There are several types of meetings:

  1. Ordinary and extraordinary meetings (art. 163 LSC). Ordinary meetings are held within the first six months of each year, to approve the management of the company, the accounts for the previous year and to decide on the distribution of profits (Art. 164 LSC). Extraordinary meetings are the rest of the non-ordinary meetings (art. 165 LSC).
  2. General meetings and special meetings. The former are the ordinary meetings, and the special meetings are those that bring together exclusively the shareholders belonging to a certain class of shares or holdings.
  3. Previously called meetings and universal meetings. Meetings are normally convened in advance in accordance with the legal or statutory procedure. However, the convening regime may be omitted when at a given time, whether all the capital stock is present or represented, all the attending shareholders unanimously agree to hold the meeting and set the agenda (Art. 178 LSC).

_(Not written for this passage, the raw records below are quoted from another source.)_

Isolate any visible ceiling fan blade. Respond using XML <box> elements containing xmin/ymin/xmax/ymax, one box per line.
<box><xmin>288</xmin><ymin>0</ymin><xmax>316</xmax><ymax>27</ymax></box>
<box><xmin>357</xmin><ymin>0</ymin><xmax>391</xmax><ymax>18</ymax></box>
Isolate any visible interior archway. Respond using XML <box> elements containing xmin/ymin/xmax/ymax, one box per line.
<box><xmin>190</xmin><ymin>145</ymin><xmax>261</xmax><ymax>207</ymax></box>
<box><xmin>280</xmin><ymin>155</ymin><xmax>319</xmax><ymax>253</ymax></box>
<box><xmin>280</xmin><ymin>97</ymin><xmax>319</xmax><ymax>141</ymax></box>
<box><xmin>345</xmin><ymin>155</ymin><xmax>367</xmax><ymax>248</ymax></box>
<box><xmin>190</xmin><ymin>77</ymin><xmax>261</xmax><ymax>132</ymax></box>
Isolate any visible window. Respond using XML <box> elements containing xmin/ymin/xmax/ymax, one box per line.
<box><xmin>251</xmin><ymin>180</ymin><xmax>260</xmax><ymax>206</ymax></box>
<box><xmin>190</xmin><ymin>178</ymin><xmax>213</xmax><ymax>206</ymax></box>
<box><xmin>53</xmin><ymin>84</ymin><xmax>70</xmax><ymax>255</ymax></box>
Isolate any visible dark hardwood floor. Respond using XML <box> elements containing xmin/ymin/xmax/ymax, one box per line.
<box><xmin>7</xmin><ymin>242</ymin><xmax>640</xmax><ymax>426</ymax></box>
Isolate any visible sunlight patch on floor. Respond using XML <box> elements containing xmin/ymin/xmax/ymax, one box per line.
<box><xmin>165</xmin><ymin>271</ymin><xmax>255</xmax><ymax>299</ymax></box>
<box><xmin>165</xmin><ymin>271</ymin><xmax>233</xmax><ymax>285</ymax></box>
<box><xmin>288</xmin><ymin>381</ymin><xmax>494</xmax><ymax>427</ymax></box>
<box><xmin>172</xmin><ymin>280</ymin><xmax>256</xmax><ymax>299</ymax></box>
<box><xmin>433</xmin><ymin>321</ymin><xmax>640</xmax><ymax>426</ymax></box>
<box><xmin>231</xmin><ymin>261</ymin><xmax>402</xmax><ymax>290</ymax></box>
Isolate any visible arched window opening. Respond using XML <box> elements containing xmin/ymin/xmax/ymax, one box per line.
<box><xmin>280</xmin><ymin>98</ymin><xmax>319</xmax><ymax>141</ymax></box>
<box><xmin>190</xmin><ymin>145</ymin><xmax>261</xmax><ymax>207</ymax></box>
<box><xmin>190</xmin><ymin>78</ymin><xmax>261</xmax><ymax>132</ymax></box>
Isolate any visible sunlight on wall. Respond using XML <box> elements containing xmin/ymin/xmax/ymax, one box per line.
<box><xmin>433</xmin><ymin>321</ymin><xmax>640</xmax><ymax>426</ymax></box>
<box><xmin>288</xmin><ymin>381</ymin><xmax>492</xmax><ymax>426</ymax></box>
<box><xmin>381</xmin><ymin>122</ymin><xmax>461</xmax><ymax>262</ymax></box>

Rules to convene a General Meeting

However, the General Meeting is not only a “corporate body”, but also a procedure for the corporate body to validly adopt corporate resolutions. Normally, the General Meeting must be previously convened in accordance with certain rules:

  1. It will be called by the administrators and, if applicable, by the liquidators of the company. This is the general rule, which is excepted in the cases of Article 169 LSC: (i) when the ordinary meeting is not called by the administrators within the legal or statutory period, it may be called, at the request of any shareholder, by the Counsel for the Administration of Justice or by the Mercantile Registrar of the registered office; or (ii) when the administrators do not respond in a timely manner to the request for a meeting called by the minority, it may also be called by the Counsel for the Administration of Justice or by the Mercantile Registrar of the registered office.
  2. Depending on whether the meeting is ordinary or extraordinary, the directors have the “duty” to call the meeting or the “power” to call it (art. 167 LSC). In particular, “the directors must call the general meeting when requested to do so by one or more shareholders representing at least five percent of the share capital, stating in the request the matters to be discussed” (art. 168.I LSC).
  3. The convening of the General Meeting is subject to a series of mandatory requirements, the non-observance of which compromises its legality and the validity of the resolutions that may be finally adopted by the body.
    • Form. The call must be made public by means of an announcement published on the company’s website (art. 11 bis LSC) or, as the case may be, in the BORME and in one of the newspapers with the largest circulation in the province of the company’s registered office (art. 173.1 LSC). The articles of association may, however, establish alternative systems of notice.
    • Content. The notice of meeting has a mandatory minimum content: the agenda, which has a dual informative function and delimits the competence of the meeting. In corporations, the agenda set by the directors may be supplemented or integrated by other matters at the request of shareholders holding 5% of the capital (Art. 172 LSC).
    • Time. It must be held at least one month in advance of the date scheduled for the meeting: (i) in the case of corporations, one month in advance (art. 176.1 LSC); (ii) in the case of limited liability companies, fifteen days in advance (art. 176.2 LSC), except in the case of structural modifications, in which case, the period is increased to one month.
    • Place. The general meeting will be held in the municipal district of the registered office, even when the notice omits the place of the meeting. Although the bylaws may contain a different provision (art. 175 LSC).

4. Waiver of notice (universal meeting). The universal meeting implies a waiver of the notice of meeting. In order for a universal meeting to be validly held, the entire share capital must be in attendance and the attendees must unanimously accept both the holding of the meeting and the matters to be discussed (art. 178.1 LSC) and, although not expressly stated in the law, they must expressly accept the agenda.